One of the most common mistakes when setting up service monitoring (besides defining lots of unnecessary probes with low thresholds, constantly giving false positives) is checking if a process exists. Let’s say we serve Fubar for our customers. It’s serviced by two daemons, /usr/sbin/{fubard,fubard-spool} and perhaps requires cron.
Do the customers care if an instance of /usr/sbin/fubard is running on your system? No. They just wish to have Fubar ready and available and they aren’t keen on the innards of your setup.
Should you care if the /usr/sbin/fubard process is running? Only if you’re trying to solve a problem with the Fubar service.
Probes checking whether fubard, fubard-spool and cron are running are misleading to say the least. What if the fubard process exists but is frozen by a bug? What if crond exists, but got stuck on I/O? Or fubard-spool seems to be there, but actually is in Z-state?

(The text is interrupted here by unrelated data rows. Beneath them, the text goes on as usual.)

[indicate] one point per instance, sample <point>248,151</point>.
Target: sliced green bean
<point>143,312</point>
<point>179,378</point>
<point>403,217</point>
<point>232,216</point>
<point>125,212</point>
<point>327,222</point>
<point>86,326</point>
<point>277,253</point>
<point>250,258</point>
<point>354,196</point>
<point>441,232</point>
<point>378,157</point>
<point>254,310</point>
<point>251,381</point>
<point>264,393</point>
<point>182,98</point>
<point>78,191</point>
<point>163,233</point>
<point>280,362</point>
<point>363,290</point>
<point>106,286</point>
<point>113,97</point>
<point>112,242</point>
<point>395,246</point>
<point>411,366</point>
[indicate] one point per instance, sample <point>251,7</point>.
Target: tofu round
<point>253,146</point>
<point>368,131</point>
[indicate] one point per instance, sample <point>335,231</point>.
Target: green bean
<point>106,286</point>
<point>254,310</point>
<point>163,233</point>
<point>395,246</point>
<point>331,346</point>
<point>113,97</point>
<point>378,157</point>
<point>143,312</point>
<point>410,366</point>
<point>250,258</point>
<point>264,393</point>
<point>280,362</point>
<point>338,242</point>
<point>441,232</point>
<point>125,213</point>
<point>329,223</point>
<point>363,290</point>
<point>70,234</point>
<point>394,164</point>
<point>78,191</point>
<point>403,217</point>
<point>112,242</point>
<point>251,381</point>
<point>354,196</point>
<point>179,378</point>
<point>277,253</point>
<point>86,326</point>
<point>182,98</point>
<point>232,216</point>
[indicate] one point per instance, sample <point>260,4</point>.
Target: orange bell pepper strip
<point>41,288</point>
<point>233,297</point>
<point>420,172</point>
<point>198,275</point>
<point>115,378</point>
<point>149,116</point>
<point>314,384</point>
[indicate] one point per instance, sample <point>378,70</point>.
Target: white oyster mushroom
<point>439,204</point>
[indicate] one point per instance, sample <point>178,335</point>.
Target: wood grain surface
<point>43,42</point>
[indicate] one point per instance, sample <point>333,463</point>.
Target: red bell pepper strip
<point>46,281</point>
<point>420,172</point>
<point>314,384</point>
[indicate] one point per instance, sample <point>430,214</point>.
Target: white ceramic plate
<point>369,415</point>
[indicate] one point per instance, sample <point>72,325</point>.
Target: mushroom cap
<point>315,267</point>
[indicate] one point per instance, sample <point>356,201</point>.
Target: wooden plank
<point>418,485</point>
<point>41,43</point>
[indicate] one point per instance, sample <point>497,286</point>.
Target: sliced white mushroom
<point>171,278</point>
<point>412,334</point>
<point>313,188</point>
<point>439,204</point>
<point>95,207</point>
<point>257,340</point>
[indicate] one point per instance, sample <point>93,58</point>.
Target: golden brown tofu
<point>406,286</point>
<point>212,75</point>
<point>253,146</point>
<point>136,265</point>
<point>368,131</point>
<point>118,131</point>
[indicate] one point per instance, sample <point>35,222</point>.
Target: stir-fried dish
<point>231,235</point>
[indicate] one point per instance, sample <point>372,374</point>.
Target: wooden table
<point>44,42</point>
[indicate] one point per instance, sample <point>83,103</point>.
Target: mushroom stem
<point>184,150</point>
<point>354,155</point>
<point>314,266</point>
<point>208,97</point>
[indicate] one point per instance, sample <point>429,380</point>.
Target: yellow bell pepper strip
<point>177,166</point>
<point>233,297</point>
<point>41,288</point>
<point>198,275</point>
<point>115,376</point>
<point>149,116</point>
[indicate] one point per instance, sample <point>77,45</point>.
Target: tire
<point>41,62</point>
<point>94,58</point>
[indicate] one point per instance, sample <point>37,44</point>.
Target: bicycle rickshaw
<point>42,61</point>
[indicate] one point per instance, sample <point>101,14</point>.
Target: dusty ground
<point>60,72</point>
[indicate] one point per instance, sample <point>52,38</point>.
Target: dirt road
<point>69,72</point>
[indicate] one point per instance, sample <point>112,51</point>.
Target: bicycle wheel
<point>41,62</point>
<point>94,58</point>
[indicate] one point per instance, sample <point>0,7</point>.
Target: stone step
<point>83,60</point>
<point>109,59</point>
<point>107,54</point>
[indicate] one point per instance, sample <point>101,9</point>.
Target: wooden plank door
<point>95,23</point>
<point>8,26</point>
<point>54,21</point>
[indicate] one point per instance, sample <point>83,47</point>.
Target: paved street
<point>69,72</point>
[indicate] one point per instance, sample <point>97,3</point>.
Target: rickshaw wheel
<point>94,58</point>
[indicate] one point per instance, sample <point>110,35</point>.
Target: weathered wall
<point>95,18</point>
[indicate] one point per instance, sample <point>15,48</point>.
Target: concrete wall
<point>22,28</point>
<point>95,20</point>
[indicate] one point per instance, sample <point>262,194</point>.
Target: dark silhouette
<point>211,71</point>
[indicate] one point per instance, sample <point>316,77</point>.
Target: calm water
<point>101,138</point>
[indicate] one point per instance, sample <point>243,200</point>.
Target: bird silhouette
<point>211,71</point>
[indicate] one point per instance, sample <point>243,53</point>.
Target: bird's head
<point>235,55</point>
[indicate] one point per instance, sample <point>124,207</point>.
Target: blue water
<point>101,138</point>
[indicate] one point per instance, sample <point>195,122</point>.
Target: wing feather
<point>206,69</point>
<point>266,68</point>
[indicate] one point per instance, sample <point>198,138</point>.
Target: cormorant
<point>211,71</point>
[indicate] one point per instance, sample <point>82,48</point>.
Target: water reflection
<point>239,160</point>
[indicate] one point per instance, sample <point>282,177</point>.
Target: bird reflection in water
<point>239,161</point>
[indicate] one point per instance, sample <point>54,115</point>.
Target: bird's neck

What you should do is query services exactly as their clients would and check for valid output. Design your software with intrinsic support for instrumentation (probing). Even if it’s closed software or OS components you’re monitoring, there’s always a way to check if it’s actually working. In our example, you can monitor crond simply by setting up a job touching a file every minute and monitoring that file’s mtime in your probe.
That said, you should not avoid monitoring discrete components of your software. In our example, monitoring the client side output of the Fubar service is obviously the goal, but you should also set up probes checking fubard, fubard-spool and crond operation.
If anything is wrong with the service, you will (hopefully) be able to determine which component is at fault simply by looking at your monitoring system’s dashboard. That’s usually one look at a web page – it does matter when your, um, mobile ventilation system has been, erm, impacted.
PS. all of the above also applies to checking PID files.